What can be learned from the implosion of Titan? Stephen Flynn is the founding director of the Global Resilience Institute at Northeastern University and a Coast Guard veteran with two tours as a commanding officer at sea.

Stephen, the investigation - let's start with that. International water - so who would lead this investigation if it happens?

STEPHEN FLYNN: Well, it'll likely be the Coast Guard will play a role. It will certainly be a multinational likely effort here should everybody decide to pull together to really find out some answers about just what happened here. But it raises sort of the bigger issue that you just keyed up, which is about how to regulate or should they agree that the submersibles should be regulated. You know, there's a great irony here, of course, that this tragedy happened right at the wreck of the Titanic because, of course, Titanic, 111 years ago when it left, when it sank, was the cutting-edge innovation of its time. And, in fact, the regulations that ultimately we use at sea, the International Convention for Safety of Life at Sea, came about directly because of the Titanic sinking.

MARTÍNEZ: What would you say is the No. 1 question that needs to be answered right now?

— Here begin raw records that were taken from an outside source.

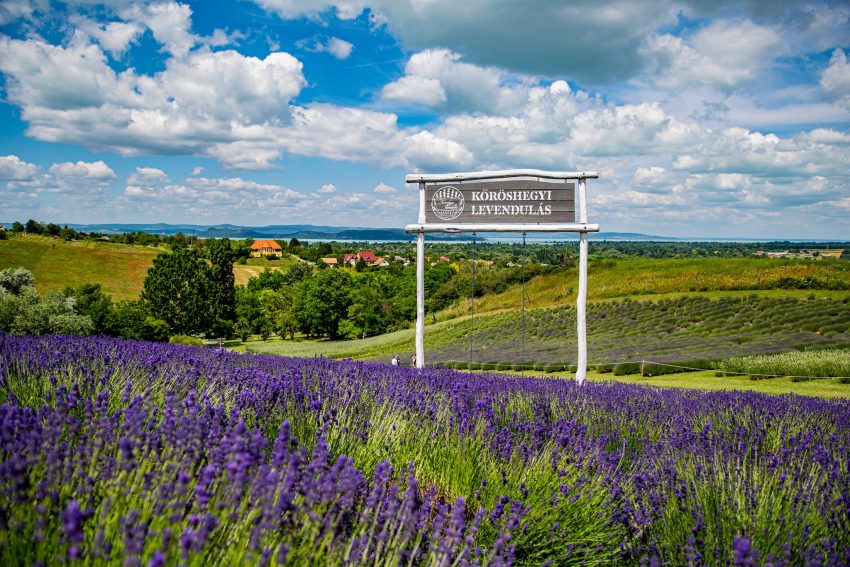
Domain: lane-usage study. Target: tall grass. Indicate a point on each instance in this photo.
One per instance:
(830, 363)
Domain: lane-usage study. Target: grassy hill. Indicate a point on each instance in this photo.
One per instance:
(668, 278)
(119, 268)
(684, 329)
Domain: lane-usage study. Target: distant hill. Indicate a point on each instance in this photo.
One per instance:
(320, 232)
(361, 234)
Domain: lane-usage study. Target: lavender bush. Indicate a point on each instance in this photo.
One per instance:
(150, 454)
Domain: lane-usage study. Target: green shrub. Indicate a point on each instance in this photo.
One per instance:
(626, 368)
(185, 340)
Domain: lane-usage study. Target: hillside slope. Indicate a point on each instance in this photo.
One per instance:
(119, 268)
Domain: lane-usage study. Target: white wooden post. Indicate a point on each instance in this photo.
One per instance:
(420, 282)
(581, 300)
(581, 227)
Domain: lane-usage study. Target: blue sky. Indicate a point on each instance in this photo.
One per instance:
(704, 118)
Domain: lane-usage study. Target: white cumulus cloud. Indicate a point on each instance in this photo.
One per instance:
(835, 79)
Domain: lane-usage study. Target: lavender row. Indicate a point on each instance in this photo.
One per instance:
(147, 453)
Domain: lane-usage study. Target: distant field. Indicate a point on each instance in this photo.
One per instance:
(119, 268)
(633, 277)
(256, 266)
(688, 328)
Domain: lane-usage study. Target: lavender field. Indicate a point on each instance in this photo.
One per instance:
(116, 452)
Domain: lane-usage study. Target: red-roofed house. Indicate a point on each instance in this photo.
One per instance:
(261, 248)
(365, 255)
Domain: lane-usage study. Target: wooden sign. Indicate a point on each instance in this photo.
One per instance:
(508, 201)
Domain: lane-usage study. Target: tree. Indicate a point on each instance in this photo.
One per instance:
(27, 313)
(298, 272)
(277, 310)
(14, 280)
(93, 303)
(132, 320)
(34, 227)
(222, 290)
(367, 312)
(322, 303)
(176, 291)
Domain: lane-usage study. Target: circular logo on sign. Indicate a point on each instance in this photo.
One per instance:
(447, 203)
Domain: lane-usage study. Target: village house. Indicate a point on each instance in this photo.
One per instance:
(263, 248)
(366, 256)
(810, 254)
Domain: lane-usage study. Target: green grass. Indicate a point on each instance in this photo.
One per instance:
(664, 278)
(797, 365)
(688, 328)
(119, 268)
(708, 380)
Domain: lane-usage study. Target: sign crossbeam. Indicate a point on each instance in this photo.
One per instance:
(513, 200)
(500, 174)
(493, 227)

FLYNN: Well, really this issue of who's certified, who is looking over the shoulder of the of the developer? - especially because this was being used for a commercial purpose. You know, it's always the challenge, right? Innovation can often keep ahead of our ability to process what the risk is. And going to sea is inherently risky thing. The one thing I learned from my time doing search and rescue many years ago in the Coast Guard is that the sea's inherently a dangerous and incredibly deadly place - and sometimes a deadly place. And it's always almost an act of hubris to take on the sea. But how we've been able to manage it over the years is always kind of assess the risk and figure out ways in which we can put some boundaries around it. And that's going to clearly have to happen here when we look at the submersibles and the use of these for these deep-sea, essentially high-end tourism expeditions.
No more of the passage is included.